New Study Shows “Compliance Fatigue” Setting in as Regulators Step Up Corporate Oversight
The level of government enforcement activity has never been greater. The DOJ and SEC appear to be on a spirited mission these days to go after all forms of corporate malfeasance, and to hold out for big payouts in the process. There have been several billion-dollar settlements in the past two months alone — Citigroup, BNP Paribas, SunTrust, Credit Suisse. They are even starting to go after some of these offenders criminally.
And the US is not alone in this newfound enforcement drive. Regulators in the United Kingdom, Germany, Italy and France, among others, have all been involved recently in major enforcement actions. Even the likes of Mexico, India, Brazil and China are poised to join the party with new legislation to go after corporate fraud. But despite this groundswell of more aggressive enforcement activity, it seems that many corporations are greeting it with a big yawn, taking a “just business as usual” approach to this increasingly more challenging regulatory climate.
At least that is the ultimate conclusion of the 13th Global Fraud Survey just released by Ernst & Young (EY).
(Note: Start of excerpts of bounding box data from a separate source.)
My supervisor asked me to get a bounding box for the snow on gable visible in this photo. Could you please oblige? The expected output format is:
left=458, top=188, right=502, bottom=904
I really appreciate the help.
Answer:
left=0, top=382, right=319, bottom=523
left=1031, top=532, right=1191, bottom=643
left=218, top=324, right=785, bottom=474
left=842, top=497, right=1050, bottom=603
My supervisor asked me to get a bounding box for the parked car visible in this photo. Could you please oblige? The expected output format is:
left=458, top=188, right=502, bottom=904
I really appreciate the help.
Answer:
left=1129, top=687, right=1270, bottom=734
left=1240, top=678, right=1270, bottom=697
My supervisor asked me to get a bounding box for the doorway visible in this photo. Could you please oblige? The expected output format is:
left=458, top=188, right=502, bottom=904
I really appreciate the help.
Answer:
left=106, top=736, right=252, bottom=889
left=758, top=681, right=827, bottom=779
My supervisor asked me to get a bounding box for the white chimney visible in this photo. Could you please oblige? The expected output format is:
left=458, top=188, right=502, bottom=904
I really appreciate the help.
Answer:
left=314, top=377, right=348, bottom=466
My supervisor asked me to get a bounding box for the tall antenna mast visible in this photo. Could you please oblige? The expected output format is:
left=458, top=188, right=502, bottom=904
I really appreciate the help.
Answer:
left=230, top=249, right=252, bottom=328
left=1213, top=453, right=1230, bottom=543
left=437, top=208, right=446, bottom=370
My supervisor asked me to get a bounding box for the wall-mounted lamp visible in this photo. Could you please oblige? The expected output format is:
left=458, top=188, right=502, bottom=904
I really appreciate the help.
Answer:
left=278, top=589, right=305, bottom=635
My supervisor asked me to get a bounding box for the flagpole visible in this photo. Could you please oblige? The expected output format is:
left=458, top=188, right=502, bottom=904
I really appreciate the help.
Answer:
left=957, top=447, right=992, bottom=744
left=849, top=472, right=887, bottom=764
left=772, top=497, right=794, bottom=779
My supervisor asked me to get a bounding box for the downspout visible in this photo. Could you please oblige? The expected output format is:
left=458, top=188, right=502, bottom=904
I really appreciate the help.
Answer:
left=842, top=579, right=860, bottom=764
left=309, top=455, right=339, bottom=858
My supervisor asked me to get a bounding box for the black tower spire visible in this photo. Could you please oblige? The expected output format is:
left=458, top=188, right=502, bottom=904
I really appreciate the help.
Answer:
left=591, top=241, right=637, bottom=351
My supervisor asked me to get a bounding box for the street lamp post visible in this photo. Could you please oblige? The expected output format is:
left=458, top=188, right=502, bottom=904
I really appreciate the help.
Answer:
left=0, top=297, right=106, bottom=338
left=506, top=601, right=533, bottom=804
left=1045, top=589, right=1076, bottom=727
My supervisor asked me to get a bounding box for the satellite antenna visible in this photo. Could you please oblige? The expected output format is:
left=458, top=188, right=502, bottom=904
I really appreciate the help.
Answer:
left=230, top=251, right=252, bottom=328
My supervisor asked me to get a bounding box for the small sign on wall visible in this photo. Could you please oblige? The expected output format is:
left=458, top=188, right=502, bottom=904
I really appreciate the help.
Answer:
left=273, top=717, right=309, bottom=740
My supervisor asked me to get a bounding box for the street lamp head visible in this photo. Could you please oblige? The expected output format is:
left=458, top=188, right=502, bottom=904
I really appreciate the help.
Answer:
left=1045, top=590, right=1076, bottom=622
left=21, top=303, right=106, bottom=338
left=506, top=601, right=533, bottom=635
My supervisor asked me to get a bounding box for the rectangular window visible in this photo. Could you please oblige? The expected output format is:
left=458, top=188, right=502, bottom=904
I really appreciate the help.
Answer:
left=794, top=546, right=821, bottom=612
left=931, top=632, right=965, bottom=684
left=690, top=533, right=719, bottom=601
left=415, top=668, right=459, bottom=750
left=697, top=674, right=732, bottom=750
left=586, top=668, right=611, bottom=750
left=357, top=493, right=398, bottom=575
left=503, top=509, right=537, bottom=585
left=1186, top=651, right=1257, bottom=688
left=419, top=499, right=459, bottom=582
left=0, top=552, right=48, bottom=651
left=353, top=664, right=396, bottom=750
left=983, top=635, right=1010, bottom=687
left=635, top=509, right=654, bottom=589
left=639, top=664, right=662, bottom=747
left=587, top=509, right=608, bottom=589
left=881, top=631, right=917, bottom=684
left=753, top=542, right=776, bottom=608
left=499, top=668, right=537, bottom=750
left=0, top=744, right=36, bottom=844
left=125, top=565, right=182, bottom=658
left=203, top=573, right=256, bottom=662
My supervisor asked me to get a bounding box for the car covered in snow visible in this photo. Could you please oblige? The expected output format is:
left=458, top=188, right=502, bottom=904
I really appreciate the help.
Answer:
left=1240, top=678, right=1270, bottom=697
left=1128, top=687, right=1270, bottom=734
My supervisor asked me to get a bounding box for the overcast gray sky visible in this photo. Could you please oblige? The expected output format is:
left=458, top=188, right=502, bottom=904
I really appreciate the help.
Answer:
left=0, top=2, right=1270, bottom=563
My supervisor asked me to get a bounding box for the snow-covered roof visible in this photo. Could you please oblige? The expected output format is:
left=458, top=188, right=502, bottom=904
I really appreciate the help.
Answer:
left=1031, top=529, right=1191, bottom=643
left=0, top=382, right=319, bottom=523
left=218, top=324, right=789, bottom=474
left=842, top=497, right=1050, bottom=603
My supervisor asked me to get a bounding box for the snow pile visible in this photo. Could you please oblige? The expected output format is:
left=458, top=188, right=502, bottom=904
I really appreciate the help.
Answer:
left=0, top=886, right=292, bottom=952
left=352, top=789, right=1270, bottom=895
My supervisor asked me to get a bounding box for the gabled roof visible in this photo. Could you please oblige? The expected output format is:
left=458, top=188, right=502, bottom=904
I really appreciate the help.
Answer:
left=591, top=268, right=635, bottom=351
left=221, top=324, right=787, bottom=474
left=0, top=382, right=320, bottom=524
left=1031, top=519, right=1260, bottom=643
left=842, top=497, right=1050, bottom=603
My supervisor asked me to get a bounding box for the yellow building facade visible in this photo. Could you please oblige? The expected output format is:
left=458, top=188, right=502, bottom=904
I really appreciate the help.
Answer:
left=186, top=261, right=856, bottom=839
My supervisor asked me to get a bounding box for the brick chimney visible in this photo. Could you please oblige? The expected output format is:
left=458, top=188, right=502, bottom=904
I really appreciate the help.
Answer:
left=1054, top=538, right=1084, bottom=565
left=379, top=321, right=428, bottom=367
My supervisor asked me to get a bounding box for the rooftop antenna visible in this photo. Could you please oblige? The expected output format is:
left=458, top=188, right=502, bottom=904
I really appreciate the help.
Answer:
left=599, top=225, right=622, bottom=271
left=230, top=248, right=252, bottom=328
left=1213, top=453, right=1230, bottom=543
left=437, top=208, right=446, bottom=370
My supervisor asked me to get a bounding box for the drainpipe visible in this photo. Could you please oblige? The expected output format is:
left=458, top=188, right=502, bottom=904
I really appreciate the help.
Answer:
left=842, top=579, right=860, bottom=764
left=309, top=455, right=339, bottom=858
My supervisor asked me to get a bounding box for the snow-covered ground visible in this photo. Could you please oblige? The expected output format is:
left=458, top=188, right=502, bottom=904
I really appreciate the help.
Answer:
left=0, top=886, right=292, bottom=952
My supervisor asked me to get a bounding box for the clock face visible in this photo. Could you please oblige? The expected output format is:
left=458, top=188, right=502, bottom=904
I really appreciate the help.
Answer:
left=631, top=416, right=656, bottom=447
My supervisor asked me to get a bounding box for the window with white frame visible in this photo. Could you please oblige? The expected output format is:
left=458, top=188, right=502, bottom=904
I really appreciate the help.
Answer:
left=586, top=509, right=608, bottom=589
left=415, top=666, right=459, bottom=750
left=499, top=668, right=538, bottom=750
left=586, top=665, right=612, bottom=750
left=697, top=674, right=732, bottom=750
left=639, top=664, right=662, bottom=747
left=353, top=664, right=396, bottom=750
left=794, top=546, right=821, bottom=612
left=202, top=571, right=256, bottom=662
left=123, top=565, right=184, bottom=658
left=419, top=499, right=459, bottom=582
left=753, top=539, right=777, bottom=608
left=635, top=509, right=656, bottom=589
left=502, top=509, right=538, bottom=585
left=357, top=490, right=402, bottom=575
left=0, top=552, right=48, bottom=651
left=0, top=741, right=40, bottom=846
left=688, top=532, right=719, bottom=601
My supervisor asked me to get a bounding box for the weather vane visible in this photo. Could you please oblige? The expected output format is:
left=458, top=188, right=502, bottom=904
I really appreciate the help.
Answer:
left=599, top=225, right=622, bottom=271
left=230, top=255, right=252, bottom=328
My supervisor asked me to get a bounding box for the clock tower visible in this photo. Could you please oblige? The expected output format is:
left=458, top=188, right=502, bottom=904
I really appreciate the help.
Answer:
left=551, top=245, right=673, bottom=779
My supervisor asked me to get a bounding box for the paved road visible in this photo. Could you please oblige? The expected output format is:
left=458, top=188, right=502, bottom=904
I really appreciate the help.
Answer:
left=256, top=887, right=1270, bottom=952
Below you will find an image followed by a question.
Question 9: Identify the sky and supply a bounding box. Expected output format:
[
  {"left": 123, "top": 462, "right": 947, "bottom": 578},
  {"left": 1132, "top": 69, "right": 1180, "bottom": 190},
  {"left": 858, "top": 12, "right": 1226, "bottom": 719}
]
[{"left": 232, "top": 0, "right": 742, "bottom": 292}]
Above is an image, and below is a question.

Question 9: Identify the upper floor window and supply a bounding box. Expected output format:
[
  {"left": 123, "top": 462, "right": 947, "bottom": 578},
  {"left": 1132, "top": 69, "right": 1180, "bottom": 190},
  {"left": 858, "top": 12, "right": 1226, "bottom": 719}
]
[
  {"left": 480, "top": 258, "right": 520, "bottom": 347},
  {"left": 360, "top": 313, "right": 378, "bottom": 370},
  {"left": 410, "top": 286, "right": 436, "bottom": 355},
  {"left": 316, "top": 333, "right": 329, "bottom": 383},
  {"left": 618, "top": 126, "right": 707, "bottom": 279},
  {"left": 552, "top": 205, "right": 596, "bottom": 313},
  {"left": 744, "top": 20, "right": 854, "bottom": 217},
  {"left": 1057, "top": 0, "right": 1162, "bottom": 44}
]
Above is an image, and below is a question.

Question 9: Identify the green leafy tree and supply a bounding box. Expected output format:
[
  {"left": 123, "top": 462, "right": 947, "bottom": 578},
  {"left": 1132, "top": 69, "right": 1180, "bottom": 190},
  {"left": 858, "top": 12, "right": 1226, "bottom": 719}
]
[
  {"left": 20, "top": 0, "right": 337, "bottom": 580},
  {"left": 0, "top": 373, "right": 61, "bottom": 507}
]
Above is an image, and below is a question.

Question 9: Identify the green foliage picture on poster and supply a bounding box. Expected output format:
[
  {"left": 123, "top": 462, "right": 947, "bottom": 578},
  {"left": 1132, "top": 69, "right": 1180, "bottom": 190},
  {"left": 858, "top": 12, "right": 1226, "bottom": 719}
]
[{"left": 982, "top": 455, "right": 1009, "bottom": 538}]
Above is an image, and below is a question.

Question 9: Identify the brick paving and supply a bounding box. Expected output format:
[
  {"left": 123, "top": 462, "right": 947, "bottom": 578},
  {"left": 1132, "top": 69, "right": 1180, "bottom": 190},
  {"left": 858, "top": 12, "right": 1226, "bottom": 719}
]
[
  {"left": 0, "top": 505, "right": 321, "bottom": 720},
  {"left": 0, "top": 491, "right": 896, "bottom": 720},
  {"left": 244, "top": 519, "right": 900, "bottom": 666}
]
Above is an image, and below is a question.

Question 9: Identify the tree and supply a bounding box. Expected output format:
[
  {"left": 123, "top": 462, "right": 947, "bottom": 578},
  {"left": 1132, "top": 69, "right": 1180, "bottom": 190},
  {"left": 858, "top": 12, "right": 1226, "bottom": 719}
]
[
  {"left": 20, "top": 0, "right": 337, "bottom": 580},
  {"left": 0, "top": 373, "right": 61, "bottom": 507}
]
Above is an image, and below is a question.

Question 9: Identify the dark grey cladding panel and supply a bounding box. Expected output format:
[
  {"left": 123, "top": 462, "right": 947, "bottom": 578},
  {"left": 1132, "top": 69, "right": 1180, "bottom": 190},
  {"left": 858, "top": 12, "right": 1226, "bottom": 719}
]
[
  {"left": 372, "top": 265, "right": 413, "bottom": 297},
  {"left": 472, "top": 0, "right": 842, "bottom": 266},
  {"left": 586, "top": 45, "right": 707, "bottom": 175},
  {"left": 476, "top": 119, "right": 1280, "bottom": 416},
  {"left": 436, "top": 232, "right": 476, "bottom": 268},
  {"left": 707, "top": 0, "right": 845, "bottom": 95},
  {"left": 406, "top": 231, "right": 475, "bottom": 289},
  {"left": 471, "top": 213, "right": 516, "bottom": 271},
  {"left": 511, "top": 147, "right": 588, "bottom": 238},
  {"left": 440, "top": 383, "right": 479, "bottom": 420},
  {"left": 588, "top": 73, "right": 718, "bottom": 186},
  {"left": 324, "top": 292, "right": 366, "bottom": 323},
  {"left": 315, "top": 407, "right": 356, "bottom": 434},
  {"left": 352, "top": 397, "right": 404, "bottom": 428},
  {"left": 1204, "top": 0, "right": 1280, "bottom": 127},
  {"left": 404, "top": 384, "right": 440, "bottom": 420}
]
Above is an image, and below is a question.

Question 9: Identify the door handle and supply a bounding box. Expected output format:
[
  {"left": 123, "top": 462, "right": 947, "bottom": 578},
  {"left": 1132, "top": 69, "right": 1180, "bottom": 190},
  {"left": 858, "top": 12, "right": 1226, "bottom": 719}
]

It interviewed more than 2,700 corporate executives in 59 countries on the level of fraud they were seeing and what steps their companies were taking to deal with it. Here are some of the survey’s more notable findings:
- Roughly 12 percent of the executives surveyed reported their company having experienced a “significant” fraud in the past two years. For some countries, this figure was significantly higher — US (16%), Germany (26%), Norway (26%), Egypt (44%).
- More than a third of the executives surveyed would be willing to engage in potentially unethical conduct — such as offering gifts or cash payments to get business — to help their company survive an economic downturn.
- The most senior executives — including CEOs, CFOs and General Counsel — are just as likely, and in some cases even more likely, as their more junior colleagues to “justify certain questionable or unethical acts.”
- Almost 40 percent of the executives surveyed believe bribery and corruption are pervasive in their country.
But what is far and away the most surprising and concerning finding of the survey is that despite this persistent level of fraud, and the more rigorous regulatory response to addressing it, many companies have stalled in their internal compliance efforts to keep their corporate houses clean. According to Ernst & Young, “our research suggests that the percentage of companies that have anti-bribery/anti-corruption (ABAC) policies has increased only by 1% over the past two years, and a persistent minority has yet to take even the basic steps toward an effective compliance program.”
It is a development Ernst & Young refers to as “compliance fatigue.” Based on the survey, it is borne out by the fact that one in five companies still do not have an ABAC policy, less than half of respondents have attended ABAC training, and the level of reporting on compliance issues to boards has fallen. It is also demonstrated by the lackadaisical, if not downright hostile, approach so many companies are still taking towards whistleblowers. According to the survey, 45 percent of businesses still do not have any kind of whistleblower hotline, what Ernst & Young describes as an “essential starting point” to “promoting and incentivizing ethics.”
The bottom line in all this, as Ernst & Young makes amply clear in its report, is “fraud, bribery and corruption are unlikely to disappear.” So if a company wants to avoid being the next DOJ billion-dollar poster child for corporate wrongdoing, it best ramp up its compliance and internal audit efforts. That means at the very least, training executives and staff on ethical corporate behavior, having an active and engaged board that keeps management in check, and perhaps most importantly, implementing a strong whistleblower program that employees can trust to provide a safe and effective channel to report fraud in its earliest stages.